Street Corner Soapbox: Sandusky Guilty, Schultz and Curley on Trial
As we watched Jerry Sandusky sit impassively through court proceedings while tale after tale of horror was spun before us all, actions of the man perpetrated under the very noses of his friends and family and employers, innumerable questions come to mind.
As we watched Jerry Sandusky sit impassively through court proceedings while tale after tale of horror was spun before us all, actions of the man perpetrated under the very noses of his friends and family and employers, innumerable questions come to mind. How did this happen? How did so many fail to see what was going on? And how did Sandusky ascend to such a position of trust and respect in the community?
The answer to the last question, anyway, is that he was a good football coach. Excellence in an endeavor that carries great weight with his community gave Sandusky leeway to abuse children.
And that's the thing. Beyond prurient details, Sandusky's trial and conviction hasn't really shown us anything new. And the outcome of the trial won't have significant results. Yes, it offers the victims the satisfaction of justice – something not to be discounted lightly. But it won't change the culture that elevated Sandusky.
That's why I'm looking forward to the trials of former Penn State Athletic Director Tim Curley and Vice President Gary Schultz.

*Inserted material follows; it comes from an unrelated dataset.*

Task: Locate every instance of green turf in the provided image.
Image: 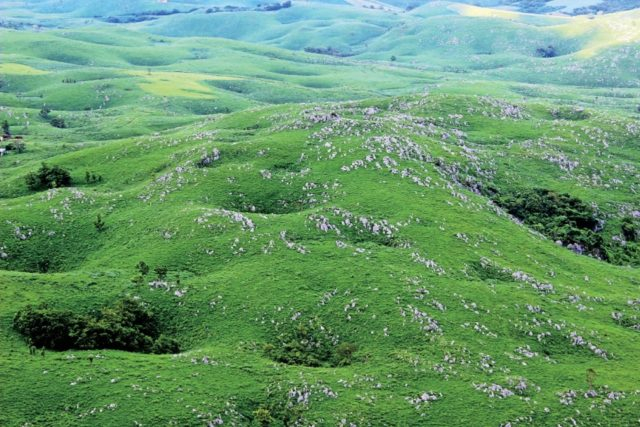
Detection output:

You remember those names, right? In the chain of events that began with Sandusky raping a child in a Penn State shower room – witnessed by then assistant-coach Mike McQueary and then duly reported to head coach Joe Paterno – Schultz' s and Curley's offices are where the incident died a quick and painless death by suffocation. Internal emails recently obtained by an in-house university investigation led by former FBI Director Louis Freeh show that Schultz and former Penn State President Graham Spanier agreed it would be "humane" not to report Jerry Sandusky to the authorities – emails that hint Spanier, too, may be facing prosecution.
Schultz's and Curley's trials will likely take place at the end of the summer, and what's revealed there will hint at what kind of financial damages the university will suffer as a result of litigation and should – hopefully! – serve as a warning to other institutions that taking care of business in-house is a losing proposition.
Because, let's face it, the real tragedy of the Sandusky scandal is that this kind of behavior among colleges and universities looks like it's all too common. The University of Montana, for example, is currently under investigation by the Department of Education and the Department of Justice for its handling of a recent spate of rapes and sexual assaults on its campus, including assaults by several football players from the school's Football Championship Subdivision powerhouse team. Like in the Penn State case, emails surfaced to paint administrators as more concerned with the school's football program and reputation than for the safety and rights of victims. University of Montana Vice President Jim Foley even sought to pursue punishment for one rape victim who publicly criticized the handling of her case by the school.
How did we get here? Where college sports means more to school leaders than the very safety of students and children? The blame, unfortunately, lies with us, the fans. We're the ones that make college football programs money-making machines. We're the ones that grant hero status to men with no other discernible merit than the ability to chuck an oblong piece of leather across a field. We're the ones that confuse moral rectitude with an uncommon ability to chalk Xs and Os on a board. We're the ones school administrators don't want to let down.
I'd like to think the Sandusky scandal will change the way we all look at sports, the money we invest in it, and the eminence we grant to those who play. But I'm guessing it won't. Instead, Sandusky will be sent off to prison, we'll breathe a collective sigh of relief, and the games will go on.